Accelerating novel vaccine inactivation method

Article by Amanda Jasi

Fraunhofer
The research assembly for the inactivation process incorporates a patented pump and roll system which guides pathogen-containing liquid to through an irradiation chamber.

SEEKING to accelerate a novel method for producing inactivated vaccines to market and ensure competitivity, the Fraunhofer Institute for Manufacturing Engineering and Automation has partnered with a specialist machinery manufacturer and a consulting company. The novel method could make vaccine production faster, safer, and cheaper.

Inactivated vaccines contain virus particles that have been rendered such by chemicals to eliminate pathogens, typically by the toxic substance formaldehyde. According to Fraunhofer, a better method would be irradiating the pathogens using low-energy electrons, which enables quicker production and guarantees higher quality product.

Four Fraunhofer Institutes collaborated to develop a new, chemical-free method for making inactivated vaccines. The method uses low-energy electrons to destroy nucleic acid within the pathogens and bacteria, leaving the surface proteins intact. The surface proteins are the part of the pathogen that provoke an immune response.

The developed process is also suitable for other applications, for example, sterilising biopharmaceuticals and other liquid biological materials.

The production method was tested at a pilot plant installed at a Fraunhofer site in Leipzig, Germany to facilitate scale up of the process from laboratory scale to industrial scale. Martin Thoma, of the Fraunhofer Institute for Manufacturing Engineering and Automation, explained that findings at pilot scale validated the predicted potential of the inactivation method for a variety of pathogens with a strong therapeutic demand, and demonstrated and emphasised the feasibility for industrial scale manufacturing and GMP grade quality and reproducibility.
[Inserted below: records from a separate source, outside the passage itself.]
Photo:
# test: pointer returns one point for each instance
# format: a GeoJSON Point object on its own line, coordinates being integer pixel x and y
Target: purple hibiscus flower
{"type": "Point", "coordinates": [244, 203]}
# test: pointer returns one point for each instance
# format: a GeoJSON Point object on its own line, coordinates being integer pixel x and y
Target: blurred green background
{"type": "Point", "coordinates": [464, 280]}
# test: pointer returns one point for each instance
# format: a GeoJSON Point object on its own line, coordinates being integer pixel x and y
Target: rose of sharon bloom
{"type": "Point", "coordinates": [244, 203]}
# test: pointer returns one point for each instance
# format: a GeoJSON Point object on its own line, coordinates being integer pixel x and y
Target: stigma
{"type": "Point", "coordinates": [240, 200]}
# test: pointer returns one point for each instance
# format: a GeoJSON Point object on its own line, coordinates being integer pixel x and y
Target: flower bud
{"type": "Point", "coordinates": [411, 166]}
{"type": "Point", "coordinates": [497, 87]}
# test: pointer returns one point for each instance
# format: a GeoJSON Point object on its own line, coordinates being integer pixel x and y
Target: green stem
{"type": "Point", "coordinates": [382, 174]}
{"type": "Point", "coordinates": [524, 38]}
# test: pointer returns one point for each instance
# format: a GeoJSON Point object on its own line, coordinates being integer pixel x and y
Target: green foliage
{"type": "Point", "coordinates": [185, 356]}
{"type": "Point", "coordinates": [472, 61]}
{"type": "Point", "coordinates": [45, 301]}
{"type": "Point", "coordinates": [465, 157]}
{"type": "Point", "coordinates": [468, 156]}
The pilot scale plant was designed with a research and process development focus. According to Thoma, commercial-scale manufacture requires a full redesign of the overall technical system, including simplifying and optimising the material handling and the manufacturing system equipment with regards to use and safety.

Work needed to progress this technology includes scale down of the current pilot scale plant from 6 t (with a footprint of 4 m × 4 m) to refrigerator size. Meanwhile, according to Thoma, plant production capacity needs to be scaled up from 4 L/h to about 10 L/h for the commercial product, with a potential further increase to 20 L/h in future, “thus capturing a large share of the commercial-scale production”.

Fraunhofer said that to allow for a succerful market launch, a number of technical improvements are required along with a sound strategy and business analysis. To facilitate this, Fraunhofer has secured cooperation from KyooBe Tech and TIM Consulting.

KyooBe Tech, which works to improve pharmaceutical manufacturing through new technologies, can tap into more than 50 years of technological expertise in producing specialist machinery as it helps to develop the process on a commercial scale.

TIM (Technology and Innovation Management) Consulting, set up by former Fraunhofer researcher Thomas Abele, will help ensure a smooth technology transfer by supporting market research.

Correction

This article was edited on 19 February 2020 to change “an information analysis company” to read “consulting company” and Total Information Management (TIM) Consulting” to read “TIM (Technology and Innovation Management) Consulting”.